BROJOL, adalah salah satu dhapur keris lurus yang paling banyak dijumpai dan mudah dikenali bentuknya, karena hanya memiliki 1 (satu) kelengkapan ricikan saja yang menyertainya yakni: pejetan, selain itu tidak ada ricikan lainnya lagi. Menurut mitos/dongeng keris dhapur brojol bersama dengan dhapur betok dibabar oleh mpu Windusarpa pada masa pemerintahan Nata Prabu Kudalaleyan, tahun jawa 1170.

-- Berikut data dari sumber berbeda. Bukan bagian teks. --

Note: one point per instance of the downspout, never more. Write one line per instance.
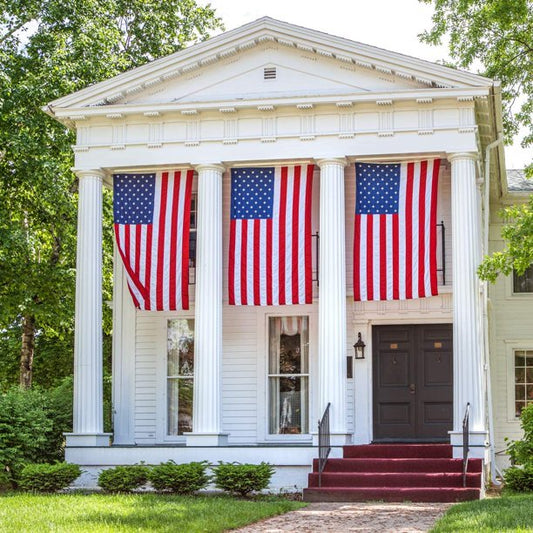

FILOSOFI, Bahasa Jawa adalah bahasa yang kompleks dan rumit, banyak sekali kata atau sebutan istilah yang sulit sekali untuk diterjemahkan, termasuk didalamnya istilah “brojol”. (m)Brojol adalah suatu istilah atau terminologi jawa sering dipergunakan untuk mengungkapkan peristiwa lahirnya jabang bayi ke dunia (dari alam rahim ke alam dunia). Keris sebagai suatu karya spiritual, tentunya juga “membawa pesan” yang ingin disampaikan oleh sang empu. Bayi yang baru saja dilahirkan tentunya sangatlah polos dan bersih, belum memiliki apapun kecuali berpasrah diri terhadap ibunya, begitulah kita wajib berpasrah diri kepada Tuhan Yang Maha Esa. Sesungguhnya dengan kelahiran itu, kita kembali diingatkan akan asal muasal kita. Pesan yang ingin dititipkan oleh sang empu melalui keris dapur brojol adalah agar manusia dapat dilahirkan kembali secara spiritual – kembali ke fitrah (lahir dan hidup baru menjauhi dosa-dosa lama) atau hijrah (berpindah menuju kehidupan lebih baik, bermakna, dan indah).

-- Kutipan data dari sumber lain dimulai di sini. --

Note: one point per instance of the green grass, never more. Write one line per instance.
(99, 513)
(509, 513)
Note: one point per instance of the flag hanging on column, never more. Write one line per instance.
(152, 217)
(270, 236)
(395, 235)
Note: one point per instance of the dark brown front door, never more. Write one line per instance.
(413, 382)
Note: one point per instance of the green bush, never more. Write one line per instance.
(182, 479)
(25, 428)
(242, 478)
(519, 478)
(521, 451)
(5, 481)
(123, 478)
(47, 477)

Ketika kita sudah mbrojol (lahir) berarti kita siap untuk tahap berikutnya, yakni hidup. “Hidup sekali harus berarti”. Berarti mempunyai makna bahwa orang lain akan merasakan adanya kita dan lingkungan merasakan manfaat kehadiran kita. Ketika kita diberikan kesempatan untuk hidup maka berilah apapun yang bisa dibagikan dan bantu apapun yang bisa dilakukan. Dengan memahami dari mana dulu kita berasal dan akan kemanakah kita ini nantinya (sangkan paraning dumadi), hidup akan mempunyai arti. Alhasil tahap selanjutnya tidak akan pernah berbuah penyesalan. Tahap yang dimaksud adalah kematian, karna kematian merupakan takdir yang akan kita terima diujung waktu sebagai penggenapan akan kelahiran. Maknanya, jalan menuju pulang (kematian) itu adalah jalan yang harus ditapaki oleh seseorang sejak sekarang. Sejak hidup di dunia ini, kita sudah diseru untuk merenungi dan mempersiapkan bekal kematian. Hal itu bisa dilakukan dengan cara bersemedi, atau berdzikir atau meditasi, yaitu memutuskan hubungan dengan masalah masalah duniawi untuk kembali ingat dan menyebut nama Yang Maha Kuasa.

EMPU-EMPU MADURA, Dalam buku “Pengertian Tentang keris di Pulau Madura, karya Zainalfattah, yang diterbitkan tahun 1952, oleh Pertjetakan Pers Nasional, Surabaya mencatat; menurut legenda orang Madura, empu keris tertua di pulau ini adalah Empu Nepa yang membuka besalen di Desa Ketapang, Sampang. Empu Nepa ini hidup mengabdi kepada penguasa pertama Madura yang bernama Raden Sagoro atau Tumenggung Gemet.

Konon pula berdasarkan cerita tutur yang disampaikan orang tua dahulu kala pada masa pertengahan Majapahit hidup seorang Empu terkenal bernama Buyut Majapahit. Empu Buyut Majapahit gemar berkelana dengan ditemani oleh para pandenya, antara lain ke daerah-daerah di Pulau Madura. Salah satu pandenya bernama Buyut Palengghijan membuka besalennya sendiri, di daerah Kawedanan Kedungdung, Sampang. Buyut Majapahit pun kemudian menetap di pulau kecil di sebelah timur pulau Madura, yaitu Pulau Poteran, atau disebut juga Pulau Tlango, atau Gapurana. Empu senior ini menetap di pulau tersebut hingga akhir hayatnya, dan dimakamkan di Desa Kombang di pulau kecil tersebut.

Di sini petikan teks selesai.